Bergen fascineren elke keer

Het is teveel om op te schrijven, superlatieven ontbreken en foto's doen geen eer aan hoe indrukwekkend en sprookjesachtig tegelijk het hier is. Daarom is dit een onderdanige poging al het bijzonders toch onder woorden te brengen.


Ik vind een comfortabel en opvallend stil plekje op het dakterras van m'n hotel midden in Kathmandu. De Himalaya is steekt fel af tegen de strak blauwe lucht. Er loopt een man met een plastic zakje rond die de vergeelde blaadjes en dode bloemen uit alle planten haalt. Een fijne plek om even wakker te worden. De koffie blijkt niet te pruimen te zijn en dat terwijl ik er zo naar uitgekeken had. Dus voordat ik vertrek wandel ik naar het koffietentje dat ik de eerste ochtend vond. Verdwijn in een van de grote banken en bestel een heerlijke cappuccino. Ik ben klaar voor vertrek. 

Het verkeer in Kathmandu is het toppunt van chaotische drukte. Het duurt een tijdje voordat de omgeving groener wordt, de bebouwing minder dicht en we de stadse drukte achter ons kunnen laten.
We stoppen in een dorpje en kopen appels en bananen voor de familie die ik zal bezoeken. De 17 jarige, zeer spraakzame zoon begeleidt me de trappen op naar een enorme boeddha die uitkijkt over de vallei en de bergen. Onze weg slingert over smalle bergpaadjes, tussen kleurrijke velden en door afgelegen dorpjes. Door de regen van de afgelopen tijd moet ik opletten waar ik loop, maar elke keer als ik om me heen kijkt voel ik intens geluk door me heen stromen.

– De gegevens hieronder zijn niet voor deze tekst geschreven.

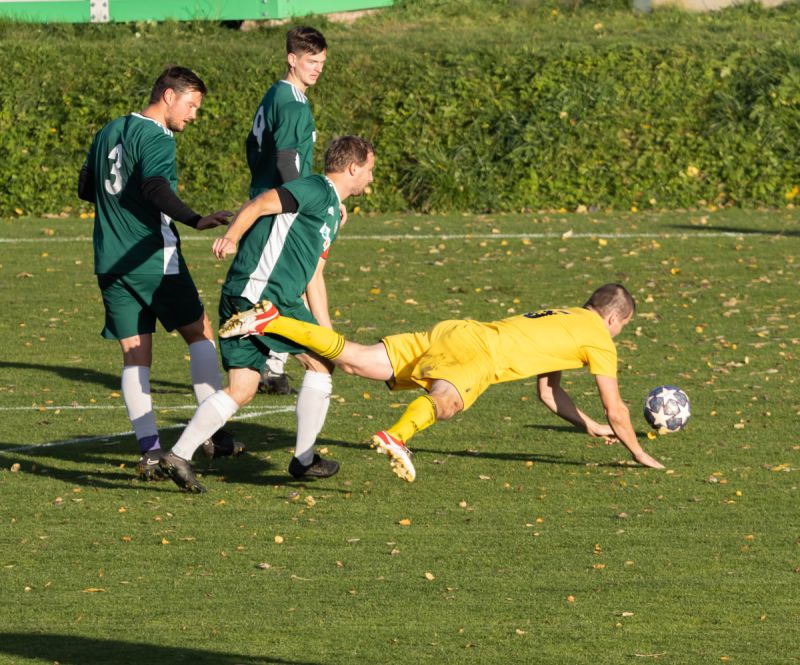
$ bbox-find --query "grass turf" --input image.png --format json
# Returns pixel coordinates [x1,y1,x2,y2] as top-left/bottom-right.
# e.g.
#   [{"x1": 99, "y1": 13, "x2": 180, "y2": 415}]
[{"x1": 0, "y1": 211, "x2": 800, "y2": 665}]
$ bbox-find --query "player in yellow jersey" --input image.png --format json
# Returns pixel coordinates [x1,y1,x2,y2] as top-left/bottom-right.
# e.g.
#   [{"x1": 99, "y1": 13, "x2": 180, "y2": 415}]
[{"x1": 220, "y1": 284, "x2": 664, "y2": 482}]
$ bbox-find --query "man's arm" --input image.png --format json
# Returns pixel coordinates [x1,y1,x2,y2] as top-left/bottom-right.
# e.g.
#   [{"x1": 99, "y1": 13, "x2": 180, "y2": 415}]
[
  {"x1": 594, "y1": 374, "x2": 664, "y2": 469},
  {"x1": 538, "y1": 372, "x2": 617, "y2": 443},
  {"x1": 306, "y1": 257, "x2": 333, "y2": 329},
  {"x1": 78, "y1": 164, "x2": 97, "y2": 203},
  {"x1": 275, "y1": 149, "x2": 300, "y2": 182},
  {"x1": 211, "y1": 187, "x2": 297, "y2": 259}
]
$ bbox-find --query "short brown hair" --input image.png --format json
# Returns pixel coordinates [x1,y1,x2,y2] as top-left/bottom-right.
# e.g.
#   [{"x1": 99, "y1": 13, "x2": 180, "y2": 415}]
[
  {"x1": 584, "y1": 284, "x2": 636, "y2": 318},
  {"x1": 150, "y1": 65, "x2": 206, "y2": 104},
  {"x1": 325, "y1": 136, "x2": 375, "y2": 173},
  {"x1": 286, "y1": 25, "x2": 328, "y2": 55}
]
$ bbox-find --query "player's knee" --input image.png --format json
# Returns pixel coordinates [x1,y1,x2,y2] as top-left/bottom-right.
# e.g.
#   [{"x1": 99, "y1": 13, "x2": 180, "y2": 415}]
[
  {"x1": 225, "y1": 387, "x2": 257, "y2": 408},
  {"x1": 434, "y1": 396, "x2": 464, "y2": 420}
]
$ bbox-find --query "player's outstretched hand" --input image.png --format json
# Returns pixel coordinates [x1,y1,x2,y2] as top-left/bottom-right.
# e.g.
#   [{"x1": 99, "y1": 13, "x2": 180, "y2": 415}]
[
  {"x1": 636, "y1": 450, "x2": 664, "y2": 469},
  {"x1": 586, "y1": 421, "x2": 619, "y2": 446},
  {"x1": 197, "y1": 210, "x2": 233, "y2": 231},
  {"x1": 211, "y1": 236, "x2": 236, "y2": 259}
]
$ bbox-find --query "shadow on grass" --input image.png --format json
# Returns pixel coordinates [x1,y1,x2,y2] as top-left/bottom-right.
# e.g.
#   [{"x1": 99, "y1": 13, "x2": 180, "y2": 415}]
[
  {"x1": 0, "y1": 360, "x2": 198, "y2": 395},
  {"x1": 0, "y1": 633, "x2": 318, "y2": 665},
  {"x1": 665, "y1": 224, "x2": 800, "y2": 238},
  {"x1": 0, "y1": 422, "x2": 362, "y2": 492}
]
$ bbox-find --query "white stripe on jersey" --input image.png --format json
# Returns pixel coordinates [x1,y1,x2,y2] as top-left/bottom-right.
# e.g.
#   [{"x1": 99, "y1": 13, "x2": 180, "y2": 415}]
[
  {"x1": 242, "y1": 212, "x2": 297, "y2": 304},
  {"x1": 281, "y1": 79, "x2": 308, "y2": 104},
  {"x1": 161, "y1": 212, "x2": 180, "y2": 275}
]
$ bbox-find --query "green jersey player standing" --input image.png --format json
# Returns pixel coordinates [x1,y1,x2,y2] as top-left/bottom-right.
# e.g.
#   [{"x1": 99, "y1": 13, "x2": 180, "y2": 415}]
[
  {"x1": 245, "y1": 27, "x2": 328, "y2": 396},
  {"x1": 78, "y1": 67, "x2": 241, "y2": 480},
  {"x1": 161, "y1": 136, "x2": 375, "y2": 492}
]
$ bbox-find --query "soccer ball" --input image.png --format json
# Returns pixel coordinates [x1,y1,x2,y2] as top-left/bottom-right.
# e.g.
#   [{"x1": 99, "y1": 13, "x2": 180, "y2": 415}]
[{"x1": 644, "y1": 386, "x2": 692, "y2": 433}]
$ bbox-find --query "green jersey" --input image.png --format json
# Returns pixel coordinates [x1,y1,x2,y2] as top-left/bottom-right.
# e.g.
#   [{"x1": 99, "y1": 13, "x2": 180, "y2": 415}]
[
  {"x1": 86, "y1": 113, "x2": 187, "y2": 275},
  {"x1": 222, "y1": 175, "x2": 341, "y2": 311},
  {"x1": 246, "y1": 81, "x2": 317, "y2": 198}
]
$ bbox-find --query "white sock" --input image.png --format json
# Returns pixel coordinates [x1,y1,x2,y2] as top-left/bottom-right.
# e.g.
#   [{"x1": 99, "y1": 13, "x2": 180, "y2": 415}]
[
  {"x1": 189, "y1": 339, "x2": 222, "y2": 404},
  {"x1": 294, "y1": 372, "x2": 333, "y2": 465},
  {"x1": 172, "y1": 390, "x2": 239, "y2": 460},
  {"x1": 265, "y1": 351, "x2": 289, "y2": 375},
  {"x1": 122, "y1": 365, "x2": 158, "y2": 441}
]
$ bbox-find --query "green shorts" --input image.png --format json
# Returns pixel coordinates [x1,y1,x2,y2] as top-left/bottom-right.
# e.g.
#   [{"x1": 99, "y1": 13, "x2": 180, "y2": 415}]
[
  {"x1": 219, "y1": 291, "x2": 317, "y2": 372},
  {"x1": 97, "y1": 273, "x2": 203, "y2": 339}
]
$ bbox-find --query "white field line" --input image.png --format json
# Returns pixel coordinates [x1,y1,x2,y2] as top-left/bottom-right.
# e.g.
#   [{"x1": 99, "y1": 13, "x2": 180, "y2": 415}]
[
  {"x1": 0, "y1": 405, "x2": 294, "y2": 455},
  {"x1": 0, "y1": 230, "x2": 768, "y2": 245}
]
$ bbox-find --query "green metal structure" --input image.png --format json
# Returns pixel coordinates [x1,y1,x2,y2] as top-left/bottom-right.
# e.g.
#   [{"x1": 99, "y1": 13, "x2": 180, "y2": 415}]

Onderweg komen kindertjes voorzichtig maar heel nieuwsgierig een stukje naar beneden gelopen. Ik haal de Hema ballonnen met sterren uit m'n rugzak en speel ermee voordat ik ze opblaas en aan hen geef. De jongste kijkt me vol ontzetting aan. Glimlacht. Ballon in de ene hand. Prachtige bloem in de andere hand.
Het laatste stukje gaan we met de bus. Een bus die zeker niet gemaakt is voor lange mensen. Ik kan niet rechtop staan en ben blij als ik op iemands zak aardappelen mag zitten. En zitten voelt zekerder dan staan. We rijden vlak langs een stijle afgrond. Elke bocht is spannend. Vrachtwagens passeren schijnbaar rakelings en duwen ons tegen de buitenbochten.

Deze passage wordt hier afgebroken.